Click Conductor in the top navigation, then select Zone Fingerprinting Demo.

The Enrolled Devices table on the right shows the devices currently on file for your selected repository. Each entry has:

  • Device ID — must match the IDs used during training
  • Display name — human-readable label shown in the detection log
  • Protocol — WiFi, Bluetooth, or Other

Click Manage to open the device editor. From here you can add rows, remove devices, and save the updated list back to the repository. Changes are committed to .ria/enrolled_devices.json in your repo.


Phase 2 — Load the model and configure the SDR

Section titled “Phase 2 — Load the model and configure the SDR”

By default, inference runs on the RIA Hub server itself. To run on a remote agent, select it from the Target Node dropdown. All subsequent inference requests are routed to that node.

Under Model Configuration, choose how to provide the model:

Repo picker (recommended)

  1. Search for the repository containing your .onnx file
  2. Select the file — the dashboard automatically peeks the model’s embedded metadata
  3. If the model contains an embedded label map (a mapping of device ID → class index), it is detected and applied automatically

Local path

Enter the absolute file path to an .onnx file on the controller machine. Use this when the model is pre-downloaded or stored outside of a repository.

The label map tells the inference engine which output class corresponds to which device ID. Format:

{"iphone13_wifi_001": 0, "pixel7_wifi_002": 1, "noise": 2}

If the model’s metadata contained an embedded label map, this field is pre-filled. Otherwise, enter it manually — it must match the class indices your model was trained with.

Enable the Protocol Detector toggle to add a second ONNX model that gates fingerprinting on whether a signal of the expected protocol is actually present. This reduces false positives when the band is quiet.

Configure it the same way as the fingerprinting model, then set the sensitivity threshold (0.5–0.95). A lower threshold makes the detector more aggressive — it triggers on weaker signals.

ParameterDescription
DeviceSDR model: plutosdr, usrp_b210, hackrf, or mock (software simulation)
Center frequency (Hz)RF frequency to monitor (e.g., 2450000000 for 2.45 GHz)
Sample rate (Hz)Samples per second (e.g., 10000000 for 10 MSPS)
Gain (dB)Receiver gain, 0–76 dB

Click Load & Start. The dashboard loads the model(s) onto the target node, then starts the SDR feed and inference loop. A pulsing Inference Running indicator confirms the pipeline is active.


The large status indicator shows the current detection state:

ColourMeaning
Green (pulsing)An enrolled, authorised device was detected
RedAn unrecognised transmitter detected — not in the enrolled list
GreyNo signal activity above threshold

The label below shows the detected device name and confidence percentage.

Displays the estimated SNR of the most recent detection in dB. Use this to check that the SDR is receiving a usable signal — very low SNR (below ~5 dB) suggests a gain or antenna issue.

The SDR Settings panel lets you change centre frequency, sample rate, and gain without stopping inference.
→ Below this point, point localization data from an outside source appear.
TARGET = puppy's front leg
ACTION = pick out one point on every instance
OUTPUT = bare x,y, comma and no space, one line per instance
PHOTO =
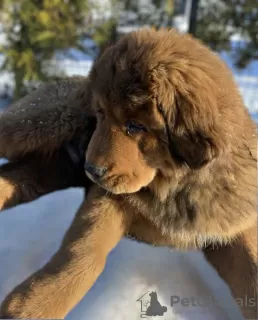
56,288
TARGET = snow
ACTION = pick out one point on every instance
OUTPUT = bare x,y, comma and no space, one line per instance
31,233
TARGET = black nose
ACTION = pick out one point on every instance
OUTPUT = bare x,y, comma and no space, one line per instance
96,172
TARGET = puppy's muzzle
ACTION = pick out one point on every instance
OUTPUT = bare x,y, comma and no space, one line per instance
95,171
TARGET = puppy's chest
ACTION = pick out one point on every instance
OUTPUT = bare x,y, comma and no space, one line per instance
175,213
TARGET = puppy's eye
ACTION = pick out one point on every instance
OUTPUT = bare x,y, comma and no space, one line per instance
134,127
100,112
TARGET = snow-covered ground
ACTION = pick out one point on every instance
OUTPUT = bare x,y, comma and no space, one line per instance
31,233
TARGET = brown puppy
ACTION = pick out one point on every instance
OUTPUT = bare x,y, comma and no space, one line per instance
174,156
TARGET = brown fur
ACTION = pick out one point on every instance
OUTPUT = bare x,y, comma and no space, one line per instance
187,181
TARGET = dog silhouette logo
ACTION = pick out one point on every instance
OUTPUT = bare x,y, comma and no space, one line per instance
150,305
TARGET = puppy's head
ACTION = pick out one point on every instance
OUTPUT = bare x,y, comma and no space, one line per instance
156,98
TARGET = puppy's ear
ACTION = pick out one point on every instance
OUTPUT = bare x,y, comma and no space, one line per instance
45,119
193,138
189,100
194,149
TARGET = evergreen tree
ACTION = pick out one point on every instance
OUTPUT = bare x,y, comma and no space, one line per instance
218,20
35,29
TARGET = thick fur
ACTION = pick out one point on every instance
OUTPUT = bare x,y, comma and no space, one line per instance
188,180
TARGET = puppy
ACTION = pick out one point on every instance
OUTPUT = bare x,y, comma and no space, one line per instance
172,161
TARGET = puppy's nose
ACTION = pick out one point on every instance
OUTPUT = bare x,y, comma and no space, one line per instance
96,172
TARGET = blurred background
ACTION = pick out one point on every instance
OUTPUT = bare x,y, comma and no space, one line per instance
42,40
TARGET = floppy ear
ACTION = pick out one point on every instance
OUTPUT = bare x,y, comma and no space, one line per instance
45,119
190,111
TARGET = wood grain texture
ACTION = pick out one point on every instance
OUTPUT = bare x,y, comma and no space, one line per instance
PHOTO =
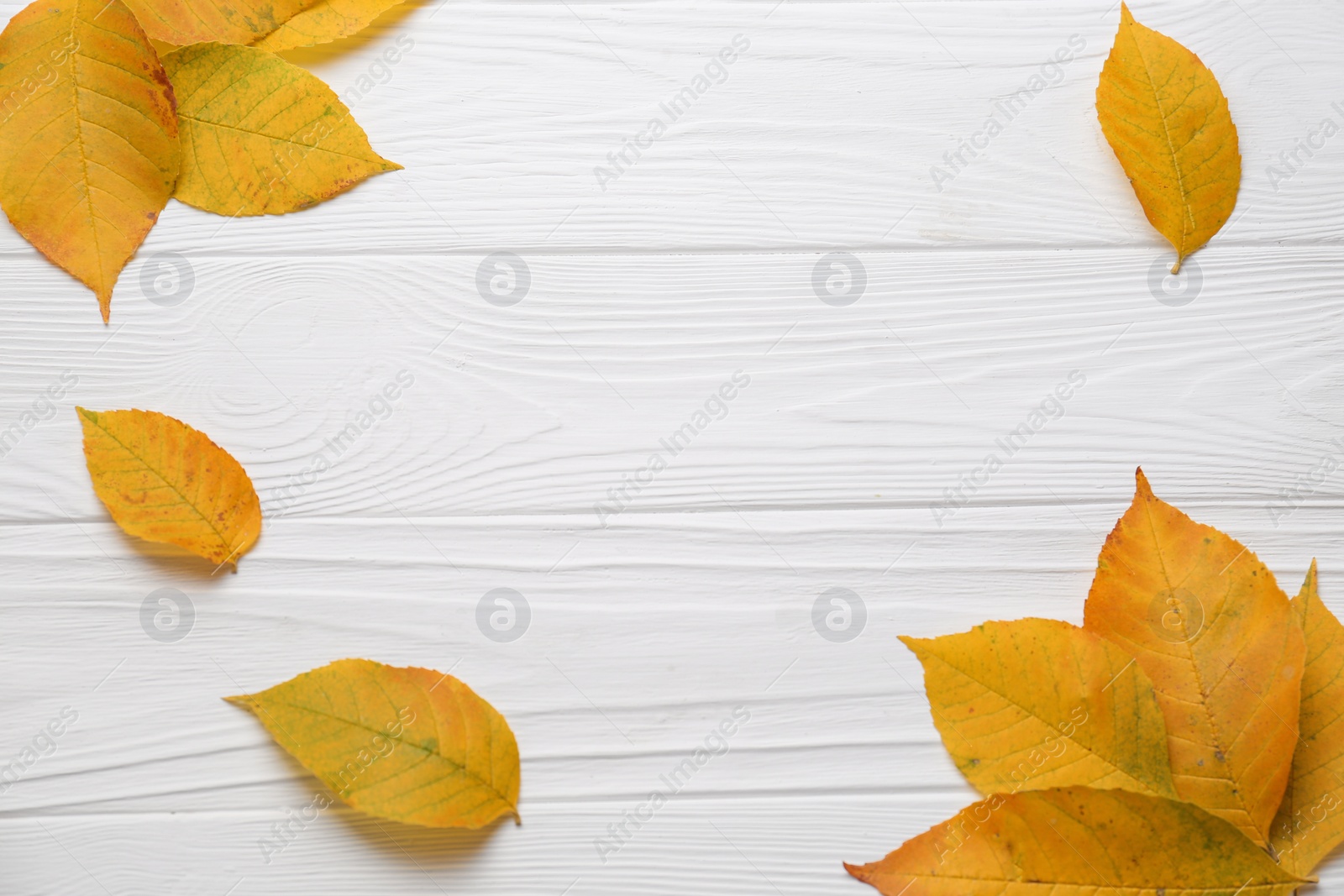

Changes take effect immediately.

The Detection Sensitivity slider controls the confidence threshold above which a detection is logged to the event table. Raise it to reduce noise in the log; lower it to catch weaker detections.

Scan mode:

  • Continuous — inference runs on every incoming chunk
  • On-demand — inference is triggered manually (useful for debugging or low-power scenarios)

Every detection above the confidence threshold is appended to the events table with:

  • Timestamp
  • Device ID and display name
  • Protocol
  • Confidence percentage
  • Authorised / Unauthorised flag

The log holds the last 50 events. Click Clear to reset it.

The Enrolled Devices table updates in real time — a device row turns green when that device has been detected within the last few seconds.

Click Stop Inference to end the session. The SDR connection is released and the inference process stops. Model configuration is preserved so you can restart quickly.


  • Collect more data — Use Campaign Control to run a new capture campaign and expand the training set, then retrain via the Training Dashboard.
  • Review recordings — Inspect captured signal quality in the Library before committing them to a curation run.